Fall Roasted Vegetable Medley

Fall Roasted Vegetable Medley

Our colourful Fall Roasted Vegetable Medley is a warm, hearty dish that features the rich, fresh, earthy flavours of fall roasted to perfection — enjoy!

Ingredients

2 cup butternut squash, peeled, & diced
1 cup carrot, sliced
1 cup beet, peeled & diced
1 cup Brussels sprouts, halved
3 small potatoes, chopped
½ cup onion, chopped

2 tbsp. olive oil
1 tbsp. fresh rosemary
1 tsp. garlic powder
½ tsp. cayenne pepper (optional)
Pinch of salt
Pinch of pepper

Instructions

1. Preheat your oven to 400°F.

2. In a large bowl, combine the diced squash, sliced carrots, diced beet, halved Brussels sprouts, halved potatoes, and chopped onions.
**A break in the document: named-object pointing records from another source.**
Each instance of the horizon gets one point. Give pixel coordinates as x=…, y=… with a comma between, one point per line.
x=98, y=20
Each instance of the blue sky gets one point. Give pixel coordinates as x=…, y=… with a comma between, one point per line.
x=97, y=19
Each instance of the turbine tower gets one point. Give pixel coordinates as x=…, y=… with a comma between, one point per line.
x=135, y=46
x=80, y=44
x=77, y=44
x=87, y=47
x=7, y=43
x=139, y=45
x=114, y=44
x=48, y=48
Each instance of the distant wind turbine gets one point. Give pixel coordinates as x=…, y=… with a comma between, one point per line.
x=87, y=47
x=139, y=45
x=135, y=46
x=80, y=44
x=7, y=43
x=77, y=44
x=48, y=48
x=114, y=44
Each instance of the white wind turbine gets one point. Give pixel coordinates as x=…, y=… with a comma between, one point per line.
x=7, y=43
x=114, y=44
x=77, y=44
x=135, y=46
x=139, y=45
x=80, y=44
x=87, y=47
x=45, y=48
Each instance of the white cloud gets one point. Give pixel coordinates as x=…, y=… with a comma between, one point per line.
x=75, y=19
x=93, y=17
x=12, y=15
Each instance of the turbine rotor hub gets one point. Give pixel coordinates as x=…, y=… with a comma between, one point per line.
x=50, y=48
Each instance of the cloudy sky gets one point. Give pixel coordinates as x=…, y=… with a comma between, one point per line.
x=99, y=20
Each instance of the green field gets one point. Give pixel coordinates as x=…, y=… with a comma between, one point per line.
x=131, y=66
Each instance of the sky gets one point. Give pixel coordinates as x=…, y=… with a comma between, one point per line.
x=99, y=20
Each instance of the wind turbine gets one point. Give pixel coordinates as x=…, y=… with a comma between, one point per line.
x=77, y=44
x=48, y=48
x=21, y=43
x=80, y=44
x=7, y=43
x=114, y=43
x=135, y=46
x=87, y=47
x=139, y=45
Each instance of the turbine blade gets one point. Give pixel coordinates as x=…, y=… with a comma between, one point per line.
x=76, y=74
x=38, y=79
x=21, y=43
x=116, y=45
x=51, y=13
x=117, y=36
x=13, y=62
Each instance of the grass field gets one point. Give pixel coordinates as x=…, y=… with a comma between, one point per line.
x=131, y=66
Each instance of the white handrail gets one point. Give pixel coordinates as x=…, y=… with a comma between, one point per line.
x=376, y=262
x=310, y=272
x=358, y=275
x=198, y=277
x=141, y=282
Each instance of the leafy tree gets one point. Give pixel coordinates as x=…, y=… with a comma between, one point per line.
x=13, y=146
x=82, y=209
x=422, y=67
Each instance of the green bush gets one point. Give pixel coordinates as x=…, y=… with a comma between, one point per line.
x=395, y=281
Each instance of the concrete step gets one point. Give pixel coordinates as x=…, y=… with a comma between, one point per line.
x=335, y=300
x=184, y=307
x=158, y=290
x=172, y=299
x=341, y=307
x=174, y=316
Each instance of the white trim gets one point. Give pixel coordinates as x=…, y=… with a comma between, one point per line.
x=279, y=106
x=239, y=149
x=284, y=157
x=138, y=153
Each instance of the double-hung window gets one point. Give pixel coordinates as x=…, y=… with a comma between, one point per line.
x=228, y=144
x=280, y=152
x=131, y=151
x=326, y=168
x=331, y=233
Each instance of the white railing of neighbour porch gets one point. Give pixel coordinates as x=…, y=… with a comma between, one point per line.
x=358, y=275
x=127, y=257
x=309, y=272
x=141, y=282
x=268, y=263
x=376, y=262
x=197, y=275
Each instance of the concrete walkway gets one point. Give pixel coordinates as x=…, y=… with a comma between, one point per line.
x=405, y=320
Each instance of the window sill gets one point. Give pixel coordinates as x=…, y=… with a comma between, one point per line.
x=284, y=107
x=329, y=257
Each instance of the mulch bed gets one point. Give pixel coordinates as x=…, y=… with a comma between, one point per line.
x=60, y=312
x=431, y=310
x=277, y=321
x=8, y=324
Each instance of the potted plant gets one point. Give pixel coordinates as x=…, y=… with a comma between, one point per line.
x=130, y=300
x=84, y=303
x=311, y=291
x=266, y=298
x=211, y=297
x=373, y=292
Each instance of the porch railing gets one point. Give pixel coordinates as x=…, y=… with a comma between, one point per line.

3. Drizzle the vegetables with olive oil and sprinkle with garlic powder, cayenne pepper, and half the rosemary.

4. Spread the seasoned vegetables in a single layer on a large baking sheet.

5. Then place the pan in the hot oven and roast for 25-30 minutes, or until the vegetables are tender and slightly caramelized around the edges.

6. Once roasted, remove the vegetables from the oven, serve, and enjoy!